Guest Blog from Cynthia Bassett, Collection Management & Electronic Services Librarian at University of Missouri School of Law.
I would like to confess – I made a mistake this fall while renewing access to a database that I think might have bigger ramifications in our profession than I am comfortable with. But let me rewind and give some context.
I am new to my role as the head of a Collection Management department. I have been an electronic services librarian for a number of years so I am familiar with providing access to a database and managing its life cycle. As an electronic services librarian, I did not participate in negotiations with vendors or decisions about which partners to work with to secure a purchase. The actual purchase of the databases had always been handled by my predecessor.

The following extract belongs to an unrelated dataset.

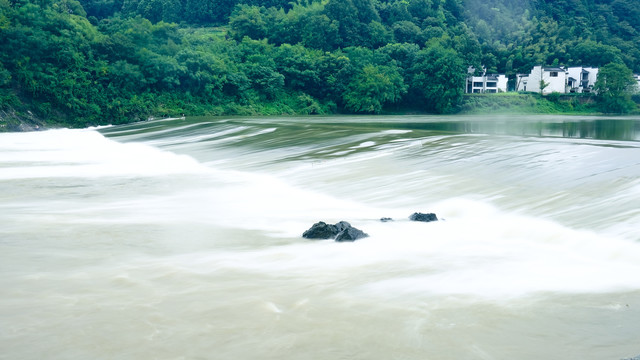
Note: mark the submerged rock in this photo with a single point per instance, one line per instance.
(423, 217)
(342, 231)
(321, 230)
(351, 234)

Since my predecessor’s retirement, I have begun to learn the acquisitions process. I have some influence (subject to director approval) regarding where I purchase a resource. This spring, I was having some difficulty working with a consortial partner to purchase a needed database. It was the only purchase that my library made with that particular consortium; I thought it would be easier to move the purchase to a consortium that I work with regularly, if the price was similar and reasonable. While in the process of making this change, I spoke to a vendor rep personally and they offered me a better deal to work directly with the vendor, cutting the consortium out of the middle.
I took the deal.
Of course, we had every right to take the deal. In the short term view, it was smart to take the deal because it saved my library money at a time when our budget has been cut and cut again. But I question why we were offered the deal in the first place and I think I made a rookie error that possibly weakens the profession at large by diminishing the purchasing power of the consortium. Much like a monopoly is harmful to the buying public and union busting is harmful to labor, I think my failure to support the consortium may weaken it a bit, making it less powerful in its next negotiation with that vendor, and then with all the other vendors. And I may have ultimately weakened my own position by leaving the group negotiation. Possibly I got a slightly better deal this time, but next time may not be so favorable.

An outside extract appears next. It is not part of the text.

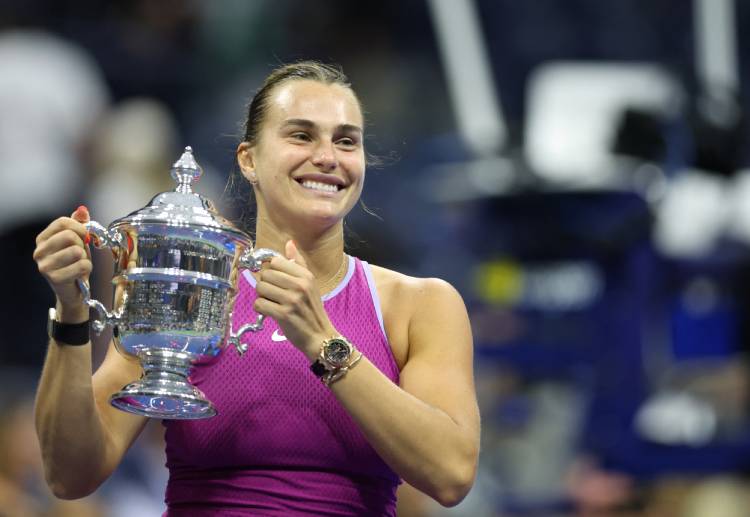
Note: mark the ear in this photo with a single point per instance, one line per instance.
(246, 161)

I am curious what other, more experienced, collection librarians think about their duty to buy consortially. Do they feel they have a duty or is the higher duty to saving their library money? Are vendors eager to separate us so that eventually we don’t stick with group, weakening our individual and collective bargaining power? Is my one small decision a ripple in a pond that may have larger ramifications than I realize? Time, and experience, will tell.